5 things I've learned from being in business 3 years

As my business turns 3 on 13th February, I've been reflecting on things I wish I'd known or done when I started out.

1) Outsource as early as you can

I waited for ages to get my amazing assistant Louise, and my web designer Lisa, but they have transformed my business. Don't wait until you are collapsing under work to outsource. Get someone to start small and grow with you as your business grows.

There is a saying that you should get someone when you can afford 50% of their fees. I think it's a good rule of thumb to get you started.

If you find it hard to delegate, just do a few hours or tasks to start with. I find I can't outsource email easily but have no problem with social media posting.

2) Don't be afraid to experiment

I've tried all sorts of things in my business. I started as a freelancer exchanging time for money (as most people do). Then I discovered online courses and email marketing, and I have experimented with various offers, some more successful than others.

Some things will go really well and your customers will love them, and others just don't hit the spot. Try to minimise the effort up front. So for a course, plan an outline but don't record more than 1 module before you have sold enough places to make it worthwhile. Then if it bombs, you've just wasted the time setting up a sales page and sending emails. Plus, you may find the course changes shape once you get feedback from people.

3) Get set up right from the start

Although you don't want to spend loads on IT at the start, it's worth investing in some tools to help you with your business. Things like Asana (which is free) for managing your tasks and projects, plus Toggl for tracking your time.

I also always recommend having an accounting system (see last week's blog). Have a good system of recording income and outgoings and for collecting information for your accounts or self assessment tax return. Keep 30% of your income aside for taxes and national insurance if you are self employed. For more on taxes click here for my free download.

4) Find your tribe

This took me a while, but I've found my tribe. Mine are pretty much all online these days. I'm in Janet Murray's Build Your Online Audience where I have learned all about how big an audience I need to sell to, how to create great social media content and how to write great emails (still all work in progress!). Plus the community is amazing and supportive.

I'm also a member of Atomic with Andrew & Pete. You can join for £1 for the first month (please mention my name if you sign up via this link). This is how I joined and there are loads of people in there for support and networking plus lots of potential clients.

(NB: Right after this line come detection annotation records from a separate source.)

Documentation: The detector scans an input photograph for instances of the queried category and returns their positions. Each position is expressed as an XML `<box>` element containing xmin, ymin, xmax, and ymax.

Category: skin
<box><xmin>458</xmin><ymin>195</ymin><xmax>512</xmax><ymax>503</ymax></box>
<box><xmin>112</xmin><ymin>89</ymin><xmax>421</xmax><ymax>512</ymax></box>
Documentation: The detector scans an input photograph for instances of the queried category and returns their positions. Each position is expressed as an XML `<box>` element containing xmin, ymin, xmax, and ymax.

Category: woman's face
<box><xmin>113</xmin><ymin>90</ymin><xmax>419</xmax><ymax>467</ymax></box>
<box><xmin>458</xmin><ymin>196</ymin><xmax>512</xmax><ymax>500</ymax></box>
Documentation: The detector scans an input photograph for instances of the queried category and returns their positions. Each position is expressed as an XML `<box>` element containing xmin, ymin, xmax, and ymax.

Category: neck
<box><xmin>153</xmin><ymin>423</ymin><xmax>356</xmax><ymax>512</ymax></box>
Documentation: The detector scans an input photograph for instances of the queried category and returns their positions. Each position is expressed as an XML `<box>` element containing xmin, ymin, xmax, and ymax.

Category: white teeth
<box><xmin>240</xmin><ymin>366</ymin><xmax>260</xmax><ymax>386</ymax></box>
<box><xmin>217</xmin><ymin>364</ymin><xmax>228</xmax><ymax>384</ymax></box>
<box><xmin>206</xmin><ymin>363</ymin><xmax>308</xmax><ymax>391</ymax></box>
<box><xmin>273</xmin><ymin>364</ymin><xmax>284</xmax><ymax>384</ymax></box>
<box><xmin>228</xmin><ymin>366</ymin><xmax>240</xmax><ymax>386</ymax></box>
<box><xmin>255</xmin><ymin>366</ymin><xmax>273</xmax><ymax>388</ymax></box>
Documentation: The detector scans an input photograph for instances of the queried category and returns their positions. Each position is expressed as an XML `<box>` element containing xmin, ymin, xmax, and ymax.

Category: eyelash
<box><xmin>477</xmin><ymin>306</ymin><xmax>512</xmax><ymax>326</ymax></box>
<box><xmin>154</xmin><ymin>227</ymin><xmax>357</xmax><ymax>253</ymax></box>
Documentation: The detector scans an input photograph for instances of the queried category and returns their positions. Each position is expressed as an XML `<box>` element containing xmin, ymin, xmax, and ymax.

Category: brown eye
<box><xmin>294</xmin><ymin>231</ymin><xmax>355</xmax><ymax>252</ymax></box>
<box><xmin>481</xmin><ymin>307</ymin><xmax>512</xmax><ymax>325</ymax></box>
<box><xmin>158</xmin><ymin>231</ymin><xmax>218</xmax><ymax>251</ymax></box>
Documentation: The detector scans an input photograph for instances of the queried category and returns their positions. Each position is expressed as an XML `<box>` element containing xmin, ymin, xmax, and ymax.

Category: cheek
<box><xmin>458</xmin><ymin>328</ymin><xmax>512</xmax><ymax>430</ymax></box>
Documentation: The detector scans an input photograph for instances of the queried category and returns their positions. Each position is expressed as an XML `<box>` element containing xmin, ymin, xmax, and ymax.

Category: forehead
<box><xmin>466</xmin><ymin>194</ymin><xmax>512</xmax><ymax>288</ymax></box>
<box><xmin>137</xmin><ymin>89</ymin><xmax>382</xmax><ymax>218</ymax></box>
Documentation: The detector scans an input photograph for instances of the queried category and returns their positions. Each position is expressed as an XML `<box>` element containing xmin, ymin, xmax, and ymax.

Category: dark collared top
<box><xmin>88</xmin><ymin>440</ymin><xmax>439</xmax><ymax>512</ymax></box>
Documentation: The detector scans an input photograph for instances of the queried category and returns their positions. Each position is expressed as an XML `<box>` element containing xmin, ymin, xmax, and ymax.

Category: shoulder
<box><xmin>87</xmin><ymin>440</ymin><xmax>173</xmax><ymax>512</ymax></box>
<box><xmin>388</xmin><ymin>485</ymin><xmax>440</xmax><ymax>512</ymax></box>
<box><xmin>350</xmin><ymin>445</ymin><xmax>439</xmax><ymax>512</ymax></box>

Rob and Kennedy's email marketing is another membership I'm in and I love their energy and email campaigns to help me sell more. Join their free Facebook group here.

Finally the Freelance Business Lounge is brilliant, and has been really supportive of me growing my tiny business. Emma runs a great community and there are weekly calls to connect with people.

Connection has become really important to me, as many of my friends and family don't understand what I do so my online tribe are more important than ever.

5) Know where you are going

You don't always have to have a 5 year plan in your business, but you do need to have a set of goals for at least the next 12 months. They can move and flex, but you need to have some idea of where you are going.

This will then help you plan what you are going to launch, be consistent with your social media and emails, get sales leads and ultimately more clients.

Knowing your niche is part of this. Niching into pricing has made it much easier to plan content and talk to my ideal clients (although I don't have an ideal client all mapped out, just a type of client).